New thinking on schizophrenia, it’s the mind, body and social experience
on September 28th, 2012 No Comments

There’s a fascinating take on schizophrenia in the Wilson Quarterly that upends the strictly genetic model. New thinking on severe mental illness contends it’s much more complex and the simple biomedical approach is a road that’s reached a dead end. Thankfully, earlier and more damaging theories have been thrust aside. For instance, the psychoanalytical theory that blamed the schizophrenogenic mother for her child’s mental illness, which left a lot of collateral damage in its wake, is now viewed as garbage. New thinking emerged in the 1990s that concluded it’s all in the genes. But researchers are finding it’s not that simple. The trauma that happens to an individual has a large impact on on the strength of the mind and its vulnerabilities. Mental health and mental illness are a combination of not only mind and body but social experience.
As author Tanya Marie Luhrmann, PhD, explains:
In his Second Discourse (1754), Jean Jacques Rousseau describes human beings as made up out of each other through their interactions, their shared language, their intense responsiveness. “The social man, always outside of himself, knows only how to live in the opinions of others; and it is, so to speak, from their judgment alone that he draws the sentiment of his own existence.” We are deeply social creatures.
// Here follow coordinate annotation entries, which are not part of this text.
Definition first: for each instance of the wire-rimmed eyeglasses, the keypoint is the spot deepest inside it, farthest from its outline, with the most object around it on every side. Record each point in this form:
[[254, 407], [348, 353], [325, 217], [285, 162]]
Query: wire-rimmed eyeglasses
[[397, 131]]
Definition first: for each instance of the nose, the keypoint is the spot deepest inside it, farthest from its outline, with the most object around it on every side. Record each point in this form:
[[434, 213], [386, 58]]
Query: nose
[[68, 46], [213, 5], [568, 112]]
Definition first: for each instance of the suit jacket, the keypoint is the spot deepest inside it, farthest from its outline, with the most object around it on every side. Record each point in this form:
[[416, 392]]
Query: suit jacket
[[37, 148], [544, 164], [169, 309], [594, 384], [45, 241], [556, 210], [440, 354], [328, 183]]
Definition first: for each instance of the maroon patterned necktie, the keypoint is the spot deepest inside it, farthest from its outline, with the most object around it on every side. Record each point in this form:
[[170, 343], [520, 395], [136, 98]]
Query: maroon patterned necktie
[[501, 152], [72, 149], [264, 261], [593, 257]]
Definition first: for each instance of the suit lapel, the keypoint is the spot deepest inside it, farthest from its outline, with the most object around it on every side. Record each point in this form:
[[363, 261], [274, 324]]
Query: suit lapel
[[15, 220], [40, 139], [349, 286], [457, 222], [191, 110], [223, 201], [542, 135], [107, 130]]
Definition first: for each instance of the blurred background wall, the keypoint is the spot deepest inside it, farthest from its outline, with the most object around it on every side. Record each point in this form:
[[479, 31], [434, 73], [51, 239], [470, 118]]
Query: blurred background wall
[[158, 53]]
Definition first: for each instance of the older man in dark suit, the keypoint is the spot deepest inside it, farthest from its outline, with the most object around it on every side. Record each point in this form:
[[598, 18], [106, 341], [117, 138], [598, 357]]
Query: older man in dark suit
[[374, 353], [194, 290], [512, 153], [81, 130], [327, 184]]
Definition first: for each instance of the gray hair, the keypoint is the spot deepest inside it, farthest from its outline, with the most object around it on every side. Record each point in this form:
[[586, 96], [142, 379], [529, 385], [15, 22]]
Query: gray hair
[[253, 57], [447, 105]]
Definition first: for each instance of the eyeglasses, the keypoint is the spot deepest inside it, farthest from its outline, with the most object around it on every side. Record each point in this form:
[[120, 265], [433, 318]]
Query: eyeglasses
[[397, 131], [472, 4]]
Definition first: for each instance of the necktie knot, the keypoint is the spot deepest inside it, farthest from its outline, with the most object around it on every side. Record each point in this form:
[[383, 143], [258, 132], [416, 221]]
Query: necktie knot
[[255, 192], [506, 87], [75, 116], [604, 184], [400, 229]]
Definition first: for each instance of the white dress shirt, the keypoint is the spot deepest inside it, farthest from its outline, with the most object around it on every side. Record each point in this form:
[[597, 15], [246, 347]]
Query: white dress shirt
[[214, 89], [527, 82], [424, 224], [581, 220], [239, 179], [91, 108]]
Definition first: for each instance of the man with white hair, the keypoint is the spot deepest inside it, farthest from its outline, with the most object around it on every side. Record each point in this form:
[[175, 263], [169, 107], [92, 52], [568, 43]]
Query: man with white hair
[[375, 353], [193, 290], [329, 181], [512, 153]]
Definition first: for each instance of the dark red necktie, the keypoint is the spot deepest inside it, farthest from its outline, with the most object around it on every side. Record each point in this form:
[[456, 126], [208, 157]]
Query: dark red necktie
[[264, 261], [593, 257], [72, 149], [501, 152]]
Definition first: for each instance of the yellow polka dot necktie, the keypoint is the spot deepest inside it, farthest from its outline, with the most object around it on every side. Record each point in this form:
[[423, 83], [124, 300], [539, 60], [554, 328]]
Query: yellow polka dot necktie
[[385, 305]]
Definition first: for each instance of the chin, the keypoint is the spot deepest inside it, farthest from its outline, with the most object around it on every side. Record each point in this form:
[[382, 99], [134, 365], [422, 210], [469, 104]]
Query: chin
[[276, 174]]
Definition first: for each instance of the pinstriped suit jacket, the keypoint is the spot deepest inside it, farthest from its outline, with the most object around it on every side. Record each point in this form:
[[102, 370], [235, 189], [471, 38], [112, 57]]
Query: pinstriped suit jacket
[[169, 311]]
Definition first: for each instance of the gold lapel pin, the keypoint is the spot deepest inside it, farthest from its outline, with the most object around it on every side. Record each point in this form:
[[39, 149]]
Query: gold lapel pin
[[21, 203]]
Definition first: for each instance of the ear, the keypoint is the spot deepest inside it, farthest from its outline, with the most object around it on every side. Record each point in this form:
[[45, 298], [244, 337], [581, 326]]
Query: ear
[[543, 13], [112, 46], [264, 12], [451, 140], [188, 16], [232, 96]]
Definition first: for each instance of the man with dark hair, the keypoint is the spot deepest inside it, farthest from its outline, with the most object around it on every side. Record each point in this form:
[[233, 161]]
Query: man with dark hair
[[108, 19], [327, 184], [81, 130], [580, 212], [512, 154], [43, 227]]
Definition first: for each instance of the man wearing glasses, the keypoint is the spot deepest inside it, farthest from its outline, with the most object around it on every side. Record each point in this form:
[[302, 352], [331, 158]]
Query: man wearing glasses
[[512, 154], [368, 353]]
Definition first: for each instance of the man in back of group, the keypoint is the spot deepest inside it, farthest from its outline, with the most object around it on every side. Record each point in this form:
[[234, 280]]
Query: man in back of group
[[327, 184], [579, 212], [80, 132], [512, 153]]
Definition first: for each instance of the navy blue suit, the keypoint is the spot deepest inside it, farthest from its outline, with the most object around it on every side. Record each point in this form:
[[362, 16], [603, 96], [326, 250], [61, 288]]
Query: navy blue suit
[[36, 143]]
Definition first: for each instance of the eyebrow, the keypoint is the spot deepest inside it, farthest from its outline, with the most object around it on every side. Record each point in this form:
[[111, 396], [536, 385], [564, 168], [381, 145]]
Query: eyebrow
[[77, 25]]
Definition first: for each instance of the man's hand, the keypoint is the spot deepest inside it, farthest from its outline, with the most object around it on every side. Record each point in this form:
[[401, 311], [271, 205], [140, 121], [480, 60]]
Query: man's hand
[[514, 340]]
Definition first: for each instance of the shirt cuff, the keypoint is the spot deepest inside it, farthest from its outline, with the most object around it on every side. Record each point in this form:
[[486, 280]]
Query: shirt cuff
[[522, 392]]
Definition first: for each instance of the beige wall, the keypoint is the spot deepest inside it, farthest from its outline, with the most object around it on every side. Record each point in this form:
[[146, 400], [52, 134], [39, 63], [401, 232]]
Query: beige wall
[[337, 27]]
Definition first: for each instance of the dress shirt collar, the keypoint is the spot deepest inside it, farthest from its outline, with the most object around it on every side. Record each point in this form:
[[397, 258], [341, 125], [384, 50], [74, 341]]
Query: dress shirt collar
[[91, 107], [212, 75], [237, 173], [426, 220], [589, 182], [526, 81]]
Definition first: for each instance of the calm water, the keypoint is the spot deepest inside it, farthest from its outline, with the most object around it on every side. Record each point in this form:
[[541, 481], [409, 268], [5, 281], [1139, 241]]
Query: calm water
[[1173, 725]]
Our bodies constrain us, but our social interactions make us who we are. The new more socially complex approach to human suffering simply takes that fact seriously again.
The epidemiological data in the article on migrants is eye-opening:
Epidemiologists have now homed in on a series of factors that increase the risk of developing schizophrenia, including being migrant, being male, living in an urban environment, and being born poor. One of the more disconcerting findings is that if you have dark skin, your risk of falling victim to schizophrenia increases as your neighborhood whitens.
After reading this article, it feels as though we’re finally on to something big — fresh thinking, new treatments and hope:
All this—the disenchantment with the new-generation antipsychotics, the failure to find a clear genetic cause, the discovery of social causation in schizophrenia, the increasing dismay at the comparatively poor outcomes from treatment in our own health care system—has produced a backlash against the simple biomedical approach. Increasingly, treatment for schizophrenia presumes that something social is involved in its cause and ought to be involved in its cure.